BB ist ein dreitägiges Aktions- Musik- und Kunstgrossraumereigniss am sog. BLOCKBAU
(s. blockbau.org) in der Stockmyerstrasse, Hamburg-Mitte, Nähe Oberhafenkantine / Deichtorhallen.
Das gut verborgene, und weiträumige Areal plus 35qm grosse Holzhütte beherbergte und beförderte in den Jahren 2000 - 02 verschiedenste Aktivitäten und Unternehmungen von im weitesten Sinne kulturell-sozial-populär orientierten Personen, Gruppen und Organisationen.
Dieses Jahr jährt der Beginn der Idee eines OpenSpaces / Sources zum nunmehr 7.mal, gleichwohl der Ort seit Sommer 2002 nicht mehr (öffentlich) bespielt wurde, nichts desto trotz eine anstossende Wirkung auf eine Vielzahl von Personen, Handlungen, Projekten und Initiativen besaß und immer noch ausübt.

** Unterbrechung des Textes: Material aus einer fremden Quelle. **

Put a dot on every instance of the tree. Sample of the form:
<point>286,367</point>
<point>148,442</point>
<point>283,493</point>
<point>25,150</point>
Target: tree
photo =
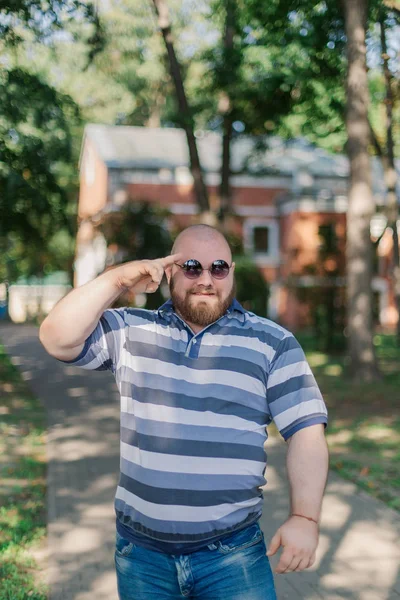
<point>186,118</point>
<point>37,127</point>
<point>360,200</point>
<point>35,149</point>
<point>386,152</point>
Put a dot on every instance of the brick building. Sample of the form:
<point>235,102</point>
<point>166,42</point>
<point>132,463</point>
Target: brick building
<point>290,201</point>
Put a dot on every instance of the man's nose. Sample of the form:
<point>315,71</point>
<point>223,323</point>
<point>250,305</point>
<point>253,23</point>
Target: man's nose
<point>205,278</point>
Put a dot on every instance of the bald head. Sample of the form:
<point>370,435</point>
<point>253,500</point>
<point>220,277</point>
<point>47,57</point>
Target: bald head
<point>198,235</point>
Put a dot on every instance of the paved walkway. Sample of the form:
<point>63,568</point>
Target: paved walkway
<point>359,553</point>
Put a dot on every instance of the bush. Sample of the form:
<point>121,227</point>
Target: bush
<point>252,289</point>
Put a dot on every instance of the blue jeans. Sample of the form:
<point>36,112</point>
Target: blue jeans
<point>235,569</point>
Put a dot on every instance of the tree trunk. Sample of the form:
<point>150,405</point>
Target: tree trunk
<point>225,108</point>
<point>360,200</point>
<point>187,122</point>
<point>390,170</point>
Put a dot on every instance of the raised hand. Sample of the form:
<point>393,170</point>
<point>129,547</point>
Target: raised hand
<point>144,275</point>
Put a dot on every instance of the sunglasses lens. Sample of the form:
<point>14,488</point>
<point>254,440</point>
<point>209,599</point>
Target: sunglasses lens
<point>192,269</point>
<point>219,269</point>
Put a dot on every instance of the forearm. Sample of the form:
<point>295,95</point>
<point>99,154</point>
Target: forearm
<point>307,467</point>
<point>74,318</point>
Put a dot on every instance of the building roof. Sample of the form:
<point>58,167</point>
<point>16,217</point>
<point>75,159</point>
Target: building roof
<point>145,148</point>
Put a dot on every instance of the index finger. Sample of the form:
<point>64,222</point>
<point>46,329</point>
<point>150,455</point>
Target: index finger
<point>169,260</point>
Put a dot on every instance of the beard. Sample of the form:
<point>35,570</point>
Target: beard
<point>197,312</point>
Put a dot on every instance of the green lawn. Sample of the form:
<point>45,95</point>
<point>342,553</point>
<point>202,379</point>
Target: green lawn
<point>22,488</point>
<point>364,421</point>
<point>363,437</point>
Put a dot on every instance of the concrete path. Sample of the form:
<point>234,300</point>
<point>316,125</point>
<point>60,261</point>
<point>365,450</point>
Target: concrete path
<point>359,552</point>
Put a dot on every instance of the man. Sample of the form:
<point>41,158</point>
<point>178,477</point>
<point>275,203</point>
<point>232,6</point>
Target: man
<point>200,379</point>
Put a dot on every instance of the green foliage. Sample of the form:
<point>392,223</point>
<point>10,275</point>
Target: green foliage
<point>139,232</point>
<point>22,504</point>
<point>35,156</point>
<point>252,290</point>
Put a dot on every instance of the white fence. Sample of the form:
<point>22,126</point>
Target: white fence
<point>29,301</point>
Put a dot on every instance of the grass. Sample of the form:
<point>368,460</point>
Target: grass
<point>363,437</point>
<point>364,421</point>
<point>22,488</point>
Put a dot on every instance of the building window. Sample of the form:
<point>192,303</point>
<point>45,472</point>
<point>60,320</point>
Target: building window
<point>261,239</point>
<point>328,238</point>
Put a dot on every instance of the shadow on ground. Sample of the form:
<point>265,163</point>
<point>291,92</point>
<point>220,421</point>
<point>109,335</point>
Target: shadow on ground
<point>358,555</point>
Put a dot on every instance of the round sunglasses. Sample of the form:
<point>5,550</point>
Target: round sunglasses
<point>193,269</point>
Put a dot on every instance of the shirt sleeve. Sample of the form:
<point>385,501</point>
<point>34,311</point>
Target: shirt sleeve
<point>293,395</point>
<point>102,348</point>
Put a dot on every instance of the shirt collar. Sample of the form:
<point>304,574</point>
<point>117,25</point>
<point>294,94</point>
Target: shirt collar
<point>168,308</point>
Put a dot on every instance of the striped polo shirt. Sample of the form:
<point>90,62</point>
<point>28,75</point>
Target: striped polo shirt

Im Zuge dieser Konkurrenzen und Kooperationen enstand ein heterogenes Netzwerk unterschiedlichst orientierter und manifestierter, ausgebildeter Kreateure, um deren Willen selbst und nicht zuletzt aus unserer tiefen Überzeugung heraus, dem Ort seine Würdigung im Auftrage der freien, geistigen und körperlichen Entfaltung und Formulierung zu erbringen.

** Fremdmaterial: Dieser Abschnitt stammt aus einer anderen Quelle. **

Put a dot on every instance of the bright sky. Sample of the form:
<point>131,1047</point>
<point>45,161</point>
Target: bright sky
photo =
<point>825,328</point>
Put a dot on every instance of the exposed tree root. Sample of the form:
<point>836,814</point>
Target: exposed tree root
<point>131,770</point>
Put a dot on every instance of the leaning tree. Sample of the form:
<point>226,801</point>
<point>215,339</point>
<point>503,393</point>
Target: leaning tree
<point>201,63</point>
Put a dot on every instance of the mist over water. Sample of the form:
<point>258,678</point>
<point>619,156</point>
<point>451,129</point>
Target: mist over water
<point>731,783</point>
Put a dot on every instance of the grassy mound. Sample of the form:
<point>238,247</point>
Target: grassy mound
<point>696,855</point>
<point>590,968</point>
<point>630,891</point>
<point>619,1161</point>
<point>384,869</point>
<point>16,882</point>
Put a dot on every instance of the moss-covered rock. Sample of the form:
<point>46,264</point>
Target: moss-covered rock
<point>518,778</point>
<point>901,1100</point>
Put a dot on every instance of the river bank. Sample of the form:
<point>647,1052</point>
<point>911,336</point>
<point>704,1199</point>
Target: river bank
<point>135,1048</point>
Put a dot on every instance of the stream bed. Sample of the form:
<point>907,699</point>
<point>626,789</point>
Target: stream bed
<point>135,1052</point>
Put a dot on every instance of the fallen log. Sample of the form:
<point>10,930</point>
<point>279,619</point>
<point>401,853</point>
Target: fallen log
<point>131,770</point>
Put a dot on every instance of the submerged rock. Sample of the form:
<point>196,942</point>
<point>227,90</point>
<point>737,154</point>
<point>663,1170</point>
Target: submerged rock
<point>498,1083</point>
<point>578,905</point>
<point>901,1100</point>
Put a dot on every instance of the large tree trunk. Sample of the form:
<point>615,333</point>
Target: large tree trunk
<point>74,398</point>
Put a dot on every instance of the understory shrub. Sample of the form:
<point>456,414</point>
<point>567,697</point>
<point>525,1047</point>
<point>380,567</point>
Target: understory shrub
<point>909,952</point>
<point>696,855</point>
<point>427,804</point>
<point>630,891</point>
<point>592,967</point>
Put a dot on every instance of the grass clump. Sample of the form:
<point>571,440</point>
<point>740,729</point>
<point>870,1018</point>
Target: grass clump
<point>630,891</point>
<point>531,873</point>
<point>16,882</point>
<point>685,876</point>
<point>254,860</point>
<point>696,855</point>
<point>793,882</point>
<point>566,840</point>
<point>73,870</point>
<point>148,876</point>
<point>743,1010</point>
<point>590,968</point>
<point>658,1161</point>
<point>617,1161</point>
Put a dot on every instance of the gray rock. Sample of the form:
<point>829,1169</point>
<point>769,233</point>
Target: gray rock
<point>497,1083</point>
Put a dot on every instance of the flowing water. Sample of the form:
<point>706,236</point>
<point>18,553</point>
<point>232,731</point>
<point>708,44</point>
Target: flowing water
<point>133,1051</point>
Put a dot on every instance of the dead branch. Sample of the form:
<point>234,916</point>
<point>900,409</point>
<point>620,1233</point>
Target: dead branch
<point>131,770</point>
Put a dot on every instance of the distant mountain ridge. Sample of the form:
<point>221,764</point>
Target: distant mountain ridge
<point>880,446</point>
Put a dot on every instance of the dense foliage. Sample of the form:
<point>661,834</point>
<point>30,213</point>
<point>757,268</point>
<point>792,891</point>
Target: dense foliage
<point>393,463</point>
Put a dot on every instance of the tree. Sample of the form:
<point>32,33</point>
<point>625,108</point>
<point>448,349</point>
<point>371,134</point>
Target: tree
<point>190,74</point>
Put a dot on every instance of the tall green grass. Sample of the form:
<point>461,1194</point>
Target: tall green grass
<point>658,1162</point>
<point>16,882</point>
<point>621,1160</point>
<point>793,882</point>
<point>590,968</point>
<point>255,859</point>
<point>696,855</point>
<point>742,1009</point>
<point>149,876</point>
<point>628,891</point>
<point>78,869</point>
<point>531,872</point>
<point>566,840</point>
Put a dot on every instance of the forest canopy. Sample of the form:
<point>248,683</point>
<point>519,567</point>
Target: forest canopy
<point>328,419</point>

Es gilt wieder an alter Spielstätte das Neue, die Zeit und den Widerstand qua einer sich zunehmend elitär und ausschliessend agierenden und selbst sich institutionalisierenden Kulturlandschaft und zu beschwören.
Insbesondere wird der interdisziplinäre, szeneübergreifende Charakter der BLOCKBAU-Projekte während 3er Tage BLOCKBAU BLEIBT! reaktiviert.
Die diesjährig stattfindende Veranstaltung führt wiederum Menschen, Produzenten, Literaten, Cineasten, Bildende, Darstellende -Künstler, Musiker, Terror, Horror, Spezialisten unter einen Dach zusammen.
Dabei wird der Kern, der Schwerpunkt von BLOCKBAU BLEIBT! in der Durchführung einer festivalähnlichen Situation mit einem breiten Spektrum sowohl an musikalischer als auch performativer Beiträgen liegen (s. Programm).
Die Absicht der verantwortlichen Planungsebene BLOCKBAU BLEIBT! besteht in der Zusammenkunft von Menschen vielschichtiger Herkunft und Funktion an einen öffentlichen Ort, der Initiierung eines gemeinschaftlichen Erlebnisses mit den zur Verfügung stehenden Mittel seiner Protagonisten.
Die Programmatik des Ortes und seiner Akteure:
Gleichberechtigung und Eigenverantwortung in gesellschaftlichen Prozessen symbolhaft darstellen und Handlungen vollführen, die über den bloßen Selbstdarstellungsakt hinausreichen.